2 March 2012

TARTED UP FOR THE WEEKEND

Happy Friday! I haven't much planned for the weekend...unemployment can do that to you. I am looking forward to catching up with friends and of course, baking something magical. If you have a spare half hour, here's something to keep you busy - I made these pear tartlets for a mid-week treat and boy did they go down well!


RECIPE

Serves 6

- Ready rolled puff pastry sheet (320g)
- 3 firm pears
- 1 tbsp lemon juice
- 100ml white wine
- 75g ground almonds
- 2 tbsp honey
- 50ml double cream
- 6 cloves and 6 pumpkin seeds
- 1 egg (beaten)
- 1 tbsp apricot jam

1. Preheat oven to 220°C and line a baking tray with parchment paper.

2. Peel, half and core the pears.
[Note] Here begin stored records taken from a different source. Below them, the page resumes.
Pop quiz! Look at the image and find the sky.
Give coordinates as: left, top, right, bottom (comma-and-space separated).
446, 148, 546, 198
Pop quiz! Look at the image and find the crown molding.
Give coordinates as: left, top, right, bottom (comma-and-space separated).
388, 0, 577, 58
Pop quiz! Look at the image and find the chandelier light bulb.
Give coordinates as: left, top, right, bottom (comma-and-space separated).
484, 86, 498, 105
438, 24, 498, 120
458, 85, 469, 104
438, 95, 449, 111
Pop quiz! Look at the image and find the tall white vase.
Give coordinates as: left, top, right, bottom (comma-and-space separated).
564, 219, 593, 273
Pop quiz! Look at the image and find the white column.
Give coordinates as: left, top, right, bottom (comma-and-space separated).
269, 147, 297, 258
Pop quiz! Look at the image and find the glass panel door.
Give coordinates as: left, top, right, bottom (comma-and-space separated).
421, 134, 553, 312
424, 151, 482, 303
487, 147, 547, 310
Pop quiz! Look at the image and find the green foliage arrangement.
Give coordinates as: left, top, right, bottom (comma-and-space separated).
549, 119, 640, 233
Bring pear halves to the boil in a pan with the lemon juice and wine. Cover and stew over a low heat for 5 minutes. Remove from the heat and drain pears. 

3. Combine almonds, honey and cream. On a lightly floured surface, cut the pastry into 6 pear shaped pieces with stems. I used this as a stencil. They should be at least 2.5cm larger all round than the pear halves. 

4. Shape the remaining pastry into leaves and press onto stems.  Place pear shaped pastry onto a baking tray and prick several times with a fork. Spread almond filling in the middle of each pastry, leaving a 1cm wide margin. 

5. Make several incisions along the length of the round side of each pear half with the tines of the fork; place the fruit flat side down on the almond filling. Place the cloves in the pears for the blossoms and pumpkin seeds as the stems. Brush pastry edges with  beaten egg. Bake for 15-20 minutes on the bottom of the oven (I did this so the pastry would cook on the underneath quicker, but move it to the middle of the oven for the last 5 minutes). Brush with jam while warm. 

I dusted with icing sugar and served with vanilla ice-cream!